Kade was sitting down for breakfast with his siblings when it happened, just over a week after his conversation with Kallik, the last one they would have alone.
When Meriwa came hurrying into the dining room, her face flushed and streaked with tears, Kade’s stomach grew cold. Was he already gone?
“The doctor says it’s soon,” she said, her voice rough with the effort of holding back tears. “A few hours at most. Come sit with us.”
Kade stood without a word, but his mother grabbed his arm as he walked by. He could feel her body sag against him, as if she couldn’t bear her own weight, and gingerly he helped hold her steady.
“You can do this,” he murmured softly, and she made a choked, pained sound. “We’re here. It’s okay.”
She nodded. Behind him, Kade could hear the clatter of dishes, Bowen speaking in a hushed voice as Yuka began to cry. He couldn’t bring himself to look back, but their noise followed him as he helped his mother through the hallway to his parents’ room.
The room was empty save for his father, laying on the bed with his breaths wheezing out of him after each shallow, laborious inhale. The doctor had been generous in his estimation of a few hours, Kade thought—from the way his father struggled to breathe, he might not last more than thirty minutes. His face was pallid and covered in a thin sheen of sweat, his lips chapped and eyelids fluttering. He looked nothing like the strong, warm man Kade remembered, the father who had lifted him up onto his shoulders when they walked, the man who had taught him to fight with his sword…

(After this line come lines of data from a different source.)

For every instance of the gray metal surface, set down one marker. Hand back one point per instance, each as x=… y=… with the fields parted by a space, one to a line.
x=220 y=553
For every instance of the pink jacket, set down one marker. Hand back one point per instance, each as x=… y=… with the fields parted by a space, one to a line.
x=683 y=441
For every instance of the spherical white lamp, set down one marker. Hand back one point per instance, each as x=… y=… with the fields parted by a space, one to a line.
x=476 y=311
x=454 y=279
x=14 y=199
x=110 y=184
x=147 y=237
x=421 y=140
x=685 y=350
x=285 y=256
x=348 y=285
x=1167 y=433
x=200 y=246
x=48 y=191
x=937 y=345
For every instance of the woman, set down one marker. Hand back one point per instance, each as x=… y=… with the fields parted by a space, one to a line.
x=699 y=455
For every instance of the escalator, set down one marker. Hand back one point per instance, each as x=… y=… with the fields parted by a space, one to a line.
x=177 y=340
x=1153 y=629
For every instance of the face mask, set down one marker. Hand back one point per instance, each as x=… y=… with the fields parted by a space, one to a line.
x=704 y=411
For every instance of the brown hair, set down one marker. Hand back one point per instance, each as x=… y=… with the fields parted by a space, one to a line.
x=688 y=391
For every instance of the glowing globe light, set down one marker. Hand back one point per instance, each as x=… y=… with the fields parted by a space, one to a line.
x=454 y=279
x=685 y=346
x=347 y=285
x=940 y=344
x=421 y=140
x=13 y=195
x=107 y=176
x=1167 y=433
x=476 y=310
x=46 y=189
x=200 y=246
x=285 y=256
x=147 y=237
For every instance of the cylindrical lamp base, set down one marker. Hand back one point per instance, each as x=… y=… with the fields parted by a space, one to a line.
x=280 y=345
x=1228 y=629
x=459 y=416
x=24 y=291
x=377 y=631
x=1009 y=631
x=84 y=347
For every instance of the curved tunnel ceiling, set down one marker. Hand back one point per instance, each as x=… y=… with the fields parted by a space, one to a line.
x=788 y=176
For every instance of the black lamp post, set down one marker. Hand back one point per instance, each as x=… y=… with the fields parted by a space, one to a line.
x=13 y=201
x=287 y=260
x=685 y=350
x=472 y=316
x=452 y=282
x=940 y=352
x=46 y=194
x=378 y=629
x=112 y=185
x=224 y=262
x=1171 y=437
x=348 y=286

He had stopped in the doorway, Kade realized, as Meriwa stumbled out of his grasp and his siblings pushed their way around him into the room. His mother took up her seat beside Kallik, grasping one thin, unmoving hand in both of hers; Amka and Yuka went around to the other side of the bed. Amka crawled in next to him with no reservation to throw her arms around him and press her face into his shoulder, while Yuka grasped his free hand and tried to stifle his cries. Slowly, Bowen sat down at the end of the bed beside Yuka: one hand pressed to his father’s leg, and the other rubbing their younger brother’s back.
Kade stood in the doorway, his feet suddenly pinned to the floor. What was he supposed to do? How could he comfort them, any of them? Part of him felt like he had no place with them there–that he hadn’t been around enough in the past years to justify being here. What could he do now?
“Kade,” his mother called, breaking him from his thoughts. She reached out one hand and gestured for him to come sit by her. “Come here.”
Dread welled in his chest; but he obeyed, first walking stiltedly to her side, then kneeling next to her with his hands on the bed sheets. For a long while, the only sound in the room was his father’s labored breathing, occasionally interrupted with a sniffle or soft cry.